Disclosure: I know the author and editor (Alex Sanchez) a little. I was their librarian when they were in college. And, I'm sure it's just a coincidence, but there's a character in the novel named Jenna, who is relentlessly cheerful. JUST LIKE ME. Then again, since they only knew me a little, and I may have been relentlessly cheerful as their zine librarian and personal librarian, they may not know what a fucking monster I am.
On the topic of monsters, protagonist Bea is not the kindest, most other-centered person. She is smart and politically astute, but has some growing up to do. Good thing her layover in purgatory is set to last at least 5,000 days (13+ years). She'll have time to reflect and learn.
In Layoverland, you are stuck in whatever you were wearing when you died, including make-up, so of course I wondered the same thing as Jenna,
"Have you ever thought about what would happen if you died while on your period?" she asks from behind the bathroom door, unfazed by my reaction. "Like, our bodies are frozen in time, so does that mean you'd have your period the whole entire time you're stuck here?"
She further speculates about how menses might have played out in Twilight. My kind of Jenna!

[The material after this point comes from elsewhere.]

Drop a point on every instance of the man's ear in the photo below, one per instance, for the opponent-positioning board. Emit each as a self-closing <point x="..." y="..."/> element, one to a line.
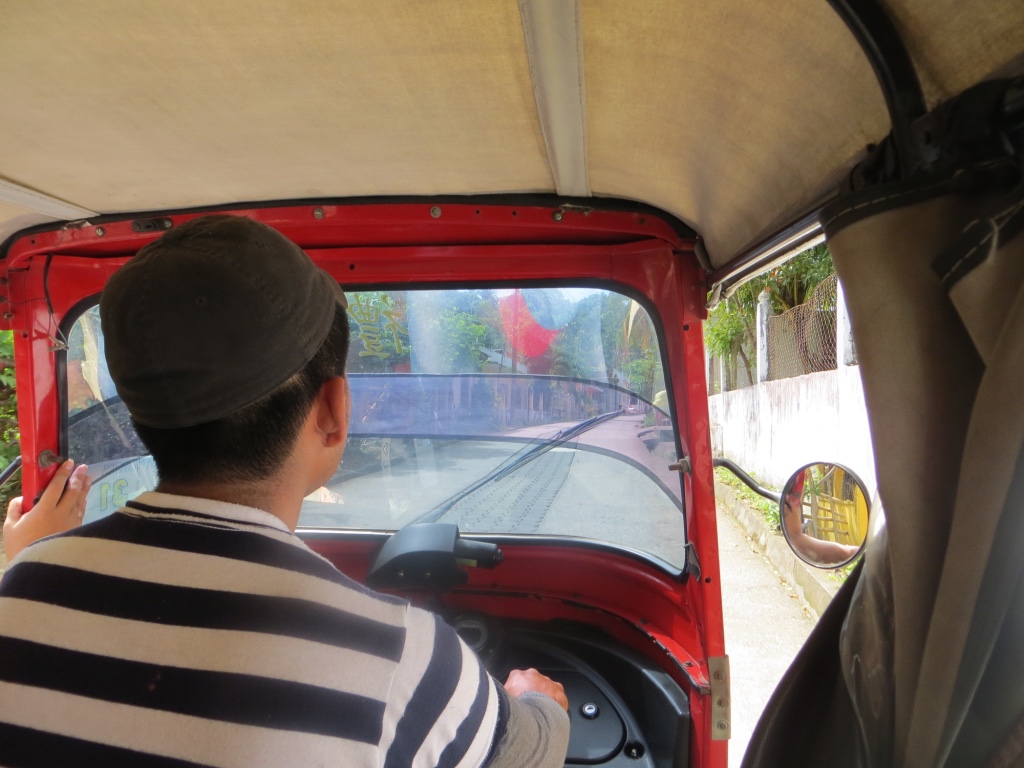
<point x="332" y="409"/>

Here's Bea being smart and politically astute with her love interest/nemesis Caleb, who describes his dad,
"Now he's one of those people who identifies as 'socially liberal and fiscally conservative.'"
To which Bea responds,
"Oh, so he thinks the problems that plague society are bad but their causes are fine?"
Even if Bea isn't especially self-aware about her selfishness, author Gabby Noone is. Here's a conversation with Bea's younger sister and only friend, Emmy.

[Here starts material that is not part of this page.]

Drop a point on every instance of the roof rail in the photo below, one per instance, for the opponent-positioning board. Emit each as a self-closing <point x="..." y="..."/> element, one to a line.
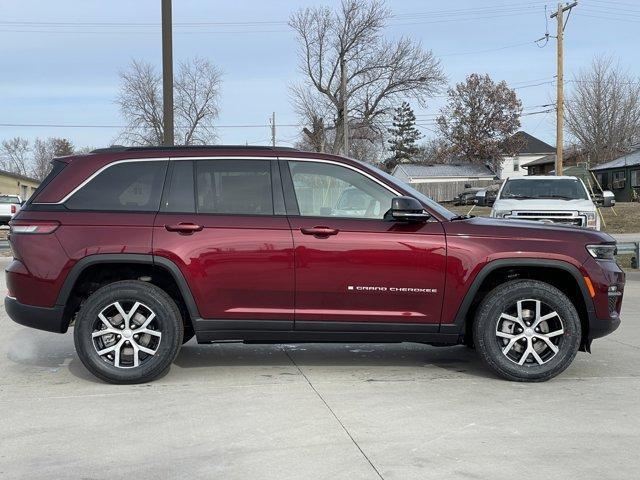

"You don't actually care about changing the things you get so upset at people about," she said finally.
"What do you mean?"
"Inequality, all the school rules you call 'fascist,' racism, sexism...all of it. You don't actually do anything to help stop these things or anyone they affect. You just love getting mad at people you see as morally inferior to you and ruining their lives to prove a point, but I don't know what your point is."
I read an ARC (thank you, Alex!), but that means that there is content missing, including the acknowledgments. I love acknowledgments, and I'm going to have to wait until January 21 to read them. It's a struggle.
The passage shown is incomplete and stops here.